M _TB\N _TB M _TB \N _TB	11	22	44
11	1x11x1	1x21x2	1x41x4
22	2x12x1	2x22x2	2x42x4
44	4x14x1	4x24x2	\\

Table 2 Feature block size at TB level. The numbers in the table represent the multiples of the corresponding Warp-level feature block size

In the embodiment of the present disclosure, the second size of all feature blocks can be traversed in the TB dimension, and then the graphics processor kernel function kernel can be generated based on the second size, and the kernel obtained in this way can be applied to image features of various sizes Segmentation, the resulting kernel has high universality.

As mentioned above, in a single Warp, the size of the smallest matrix unit that can be processed is the size of the smallest matrix unit that can be processed by the MMA instruction. For example, the smallest matrix unit processed by an MMA instruction is in the M×N dimension is 16×8, which is 8 in the K dimension. Then, various possible sizes of the K dimension in a single TB include k8, k16, k32, etc., as shown in Table 3.

K

8

16

32

Table 3 Block size of K dimension

In the embodiment of the present disclosure, the third size of the group can be traversed on the K dimension of the feature block, and then the kernel function kernel of the graphics processor can be generated based on various possible third sizes, and the kernel obtained in this way can be applied to each The image features of different sizes are segmented, and the obtained kernel has high universality.

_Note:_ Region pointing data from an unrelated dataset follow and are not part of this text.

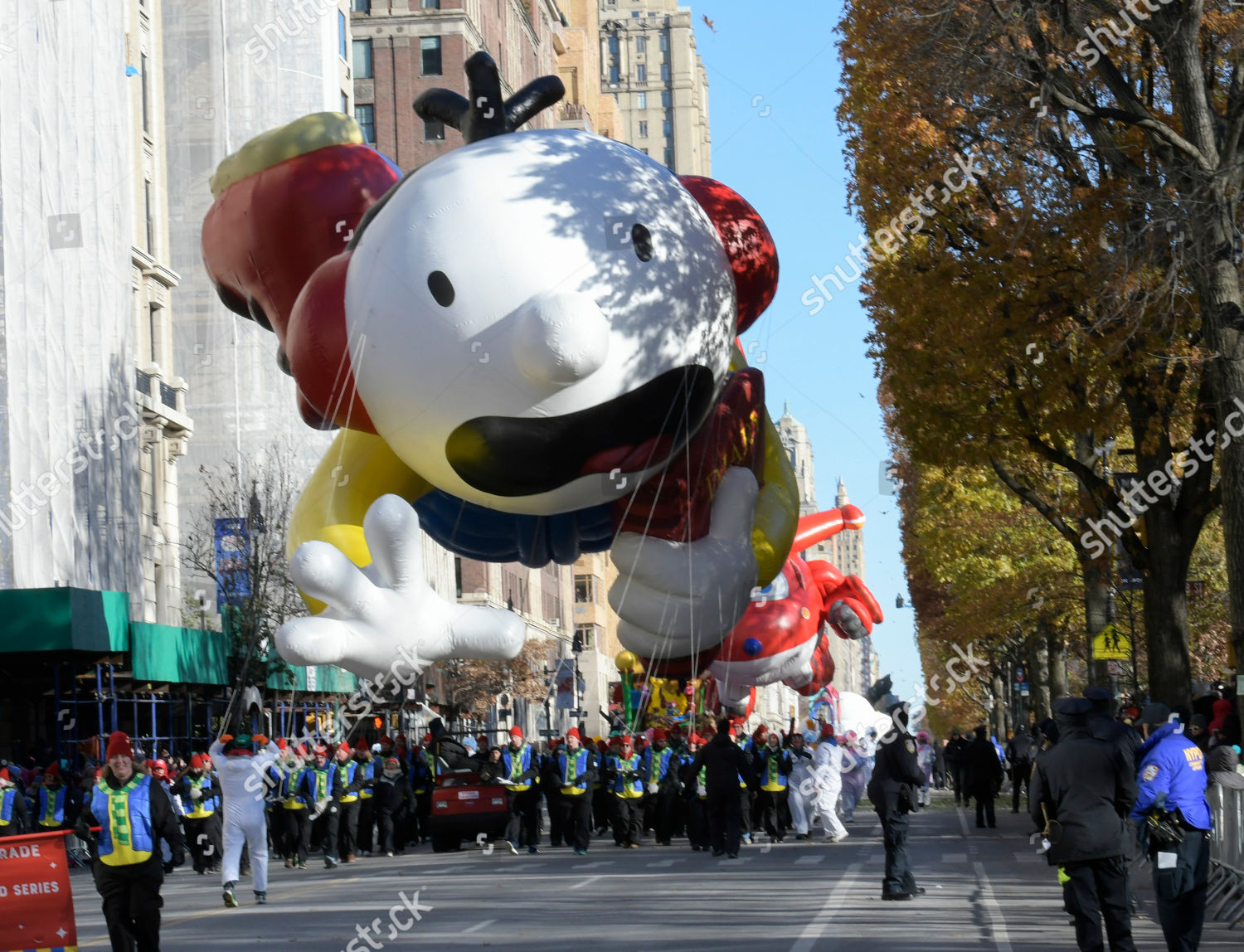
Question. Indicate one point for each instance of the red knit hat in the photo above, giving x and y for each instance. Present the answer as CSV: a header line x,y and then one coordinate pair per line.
x,y
119,745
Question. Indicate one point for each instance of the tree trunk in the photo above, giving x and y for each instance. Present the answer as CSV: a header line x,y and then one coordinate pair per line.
x,y
1039,675
1057,656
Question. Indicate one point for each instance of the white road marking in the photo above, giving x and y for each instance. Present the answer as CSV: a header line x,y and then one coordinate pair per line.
x,y
814,930
1002,941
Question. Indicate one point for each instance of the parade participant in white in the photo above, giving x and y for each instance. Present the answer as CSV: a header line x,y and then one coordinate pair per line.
x,y
241,780
828,770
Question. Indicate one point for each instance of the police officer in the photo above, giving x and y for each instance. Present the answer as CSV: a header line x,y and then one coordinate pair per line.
x,y
129,870
726,765
1081,793
1172,780
892,789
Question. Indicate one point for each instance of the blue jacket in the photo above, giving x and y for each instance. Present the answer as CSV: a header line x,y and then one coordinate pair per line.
x,y
1172,767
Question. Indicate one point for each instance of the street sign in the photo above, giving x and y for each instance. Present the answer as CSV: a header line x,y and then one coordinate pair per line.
x,y
1109,644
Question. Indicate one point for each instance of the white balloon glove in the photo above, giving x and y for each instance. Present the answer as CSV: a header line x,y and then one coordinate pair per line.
x,y
375,611
676,599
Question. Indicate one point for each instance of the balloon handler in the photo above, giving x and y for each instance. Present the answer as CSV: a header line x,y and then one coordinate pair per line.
x,y
575,388
129,815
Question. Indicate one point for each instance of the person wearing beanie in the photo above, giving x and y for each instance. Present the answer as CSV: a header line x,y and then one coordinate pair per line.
x,y
392,798
1171,780
367,772
575,770
520,778
892,790
244,793
316,789
202,820
56,805
662,788
1080,795
624,780
828,775
129,870
14,815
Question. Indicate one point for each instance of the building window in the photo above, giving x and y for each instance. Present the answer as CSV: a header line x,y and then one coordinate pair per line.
x,y
362,59
151,218
366,119
430,49
585,590
147,126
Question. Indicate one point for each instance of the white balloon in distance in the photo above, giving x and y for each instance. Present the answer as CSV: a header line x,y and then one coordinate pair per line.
x,y
520,280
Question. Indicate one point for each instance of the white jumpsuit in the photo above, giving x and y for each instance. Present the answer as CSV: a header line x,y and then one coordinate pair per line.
x,y
828,767
803,790
243,785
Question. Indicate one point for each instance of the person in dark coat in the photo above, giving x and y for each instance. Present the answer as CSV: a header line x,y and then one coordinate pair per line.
x,y
1082,792
955,750
724,763
983,775
892,787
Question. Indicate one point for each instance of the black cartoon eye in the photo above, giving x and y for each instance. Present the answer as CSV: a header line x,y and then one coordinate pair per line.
x,y
642,240
442,288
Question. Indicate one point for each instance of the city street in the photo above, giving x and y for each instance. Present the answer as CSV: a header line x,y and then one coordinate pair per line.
x,y
987,890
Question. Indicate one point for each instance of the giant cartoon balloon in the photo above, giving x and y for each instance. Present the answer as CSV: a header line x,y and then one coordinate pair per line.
x,y
783,634
532,341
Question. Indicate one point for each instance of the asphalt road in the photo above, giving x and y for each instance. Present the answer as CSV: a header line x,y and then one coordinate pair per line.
x,y
987,890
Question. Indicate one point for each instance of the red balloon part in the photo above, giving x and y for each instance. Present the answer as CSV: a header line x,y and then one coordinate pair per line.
x,y
266,234
318,351
748,244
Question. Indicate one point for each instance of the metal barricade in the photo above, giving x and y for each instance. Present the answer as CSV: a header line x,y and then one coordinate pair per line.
x,y
1226,897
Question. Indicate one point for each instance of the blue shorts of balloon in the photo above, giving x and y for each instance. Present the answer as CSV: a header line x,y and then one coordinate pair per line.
x,y
529,350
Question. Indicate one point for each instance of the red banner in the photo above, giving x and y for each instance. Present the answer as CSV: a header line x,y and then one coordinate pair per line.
x,y
36,906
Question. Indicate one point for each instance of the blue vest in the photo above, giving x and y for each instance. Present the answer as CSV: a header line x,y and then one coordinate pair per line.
x,y
51,810
7,799
1169,763
582,760
124,819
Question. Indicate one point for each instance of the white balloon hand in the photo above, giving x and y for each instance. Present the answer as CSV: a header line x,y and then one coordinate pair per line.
x,y
375,611
677,599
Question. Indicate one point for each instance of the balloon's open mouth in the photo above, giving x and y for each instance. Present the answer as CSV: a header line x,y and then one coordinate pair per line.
x,y
527,455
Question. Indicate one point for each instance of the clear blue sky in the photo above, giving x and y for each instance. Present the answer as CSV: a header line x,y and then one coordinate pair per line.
x,y
773,72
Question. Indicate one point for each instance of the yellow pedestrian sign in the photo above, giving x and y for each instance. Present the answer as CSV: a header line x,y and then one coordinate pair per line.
x,y
1110,645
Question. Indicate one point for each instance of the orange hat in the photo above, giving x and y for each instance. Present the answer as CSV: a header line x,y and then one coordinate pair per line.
x,y
119,746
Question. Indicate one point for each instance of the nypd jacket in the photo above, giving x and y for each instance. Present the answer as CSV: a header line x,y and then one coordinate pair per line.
x,y
1172,777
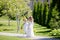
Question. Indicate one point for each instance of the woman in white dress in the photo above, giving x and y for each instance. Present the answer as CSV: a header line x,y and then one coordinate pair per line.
x,y
30,32
25,25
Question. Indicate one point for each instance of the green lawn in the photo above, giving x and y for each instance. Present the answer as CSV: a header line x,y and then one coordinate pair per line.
x,y
12,38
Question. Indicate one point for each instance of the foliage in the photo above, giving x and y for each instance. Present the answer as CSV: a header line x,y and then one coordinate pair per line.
x,y
54,23
14,7
46,15
55,32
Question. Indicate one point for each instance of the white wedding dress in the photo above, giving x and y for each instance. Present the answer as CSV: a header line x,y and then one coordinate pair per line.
x,y
25,26
30,32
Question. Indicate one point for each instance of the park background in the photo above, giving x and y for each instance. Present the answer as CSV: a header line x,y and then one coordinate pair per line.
x,y
46,14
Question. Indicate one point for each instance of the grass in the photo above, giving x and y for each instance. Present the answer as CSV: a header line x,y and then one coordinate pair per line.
x,y
12,38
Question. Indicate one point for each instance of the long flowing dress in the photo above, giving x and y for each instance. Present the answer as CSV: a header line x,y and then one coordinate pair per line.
x,y
30,32
25,26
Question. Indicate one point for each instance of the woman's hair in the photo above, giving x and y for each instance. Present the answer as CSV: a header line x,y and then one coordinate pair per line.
x,y
31,18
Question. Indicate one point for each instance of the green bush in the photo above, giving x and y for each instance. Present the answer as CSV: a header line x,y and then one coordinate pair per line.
x,y
55,32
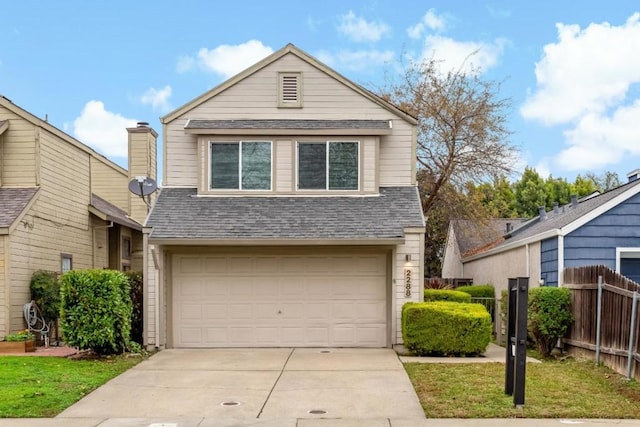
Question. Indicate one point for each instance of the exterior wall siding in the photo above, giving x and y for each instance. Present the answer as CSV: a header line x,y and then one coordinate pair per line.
x,y
549,261
4,287
497,269
18,151
595,243
109,182
324,98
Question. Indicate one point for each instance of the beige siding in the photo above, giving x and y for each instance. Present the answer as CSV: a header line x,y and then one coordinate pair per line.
x,y
110,183
413,246
18,151
452,262
523,261
4,289
57,223
255,97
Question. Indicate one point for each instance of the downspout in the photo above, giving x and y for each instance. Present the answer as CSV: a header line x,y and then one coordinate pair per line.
x,y
560,260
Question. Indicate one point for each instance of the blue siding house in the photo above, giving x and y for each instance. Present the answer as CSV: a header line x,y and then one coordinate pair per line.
x,y
601,229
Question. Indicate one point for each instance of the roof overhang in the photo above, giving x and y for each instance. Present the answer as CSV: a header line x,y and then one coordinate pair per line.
x,y
27,207
514,245
276,242
289,127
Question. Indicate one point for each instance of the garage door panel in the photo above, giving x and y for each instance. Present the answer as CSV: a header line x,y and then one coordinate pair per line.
x,y
284,300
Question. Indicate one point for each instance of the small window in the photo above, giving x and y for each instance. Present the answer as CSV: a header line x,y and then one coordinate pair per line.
x,y
244,165
332,165
290,90
126,248
66,262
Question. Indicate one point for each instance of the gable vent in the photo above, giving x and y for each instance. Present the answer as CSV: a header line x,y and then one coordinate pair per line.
x,y
290,90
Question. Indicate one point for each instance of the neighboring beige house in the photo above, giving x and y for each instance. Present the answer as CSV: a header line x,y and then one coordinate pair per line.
x,y
289,214
63,206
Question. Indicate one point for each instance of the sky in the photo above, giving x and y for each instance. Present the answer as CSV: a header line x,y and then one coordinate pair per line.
x,y
571,69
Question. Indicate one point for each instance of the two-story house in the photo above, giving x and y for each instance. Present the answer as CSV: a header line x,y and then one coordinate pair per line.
x,y
63,206
289,214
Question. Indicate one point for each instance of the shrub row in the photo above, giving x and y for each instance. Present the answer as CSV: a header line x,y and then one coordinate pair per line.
x,y
445,328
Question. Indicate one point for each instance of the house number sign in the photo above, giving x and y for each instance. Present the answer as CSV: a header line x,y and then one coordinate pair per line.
x,y
407,282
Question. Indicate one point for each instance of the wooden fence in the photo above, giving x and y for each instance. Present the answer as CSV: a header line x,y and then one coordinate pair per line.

Please refer to FIG. 5, which is a schematic diagram of an application scenario of the image processing method of the embodiment of the present disclosure. In this application scenario, the index position of each feature value in the 3×3 convolution kernel is pre-calculated: F(0,0 ),F(0,1),F(0,2),F(1,0),F(1,1),F(1,2),F(2,0),F(2,1) , F(2,2), and put it into SMem; then threads T0, T1, T2, T3 read the pre-calculated index from SMem in turn, and only the F( 0,0), F(0,1), F(0,2) and F(1,0), where one thread reads the feature values of the 2-layer channel at the same length and width position, as shown in Figure 5 , C0 represents the 0th layer of the channel, C1 represents the first layer of the channel, T0 reads the eigenvalues of the two channels at F(0,0), and T1 reads the two channels at F(0,1) Eigenvalues, T2 reads the eigenvalues of the two channels at F(0,2), T3 reads the eigenvalues of the two channels at F(1,0), and then reads the corresponding convolution kernel data into in their respective registers. One MMA instruction can be executed by four threads T0, T1, T2, and T3. After the four threads read the data of the 8 channels shown in the figure, the MMA instruction is executed once. There is no need to fill in invalid data during this execution. 0 data, which improves the utilization of Tensor Core.

It can be seen from Figure 5 that in the case of 4 threads performing image processing, the 4 threads need to perform 3 MMA tasks in total, and then they can traverse the 3x3 convolution kernel. For the first time, the dual-channel F(0, 0), F(0,1), F(0,2), F(1,0) for processing, a total of 8 channels of data, which can fill the minimum K dimension 8 of the MMA instruction; the second time for the dual channel F(1,1), F(1,2), F(2,0), F(2,1) are processed, a total of 8 channels of data, which can fill the minimum K dimension 8 of the MMA instruction, the third time The two-channel F(2,2) is processed, and the data of two channels in total cannot fill the minimum K dimension of 8 in the MMA instruction, so it is filled with 6 zeros to make up. Therefore, compared with the operation method in Fig. 3, in Fig. 3, six 0s need to be filled for one execution of the MMA instruction, and a total of 9 MMA instructions need to be executed, that is, a total of 54 0s need to be filled. Obviously, compared with As far as the technology in Figure 3 is concerned, the image processing method provided by the embodiment of the present disclosure can reduce the number of invalid padding zeros and improve the utilization rate of Tensor Core when processing images with large images and few channels.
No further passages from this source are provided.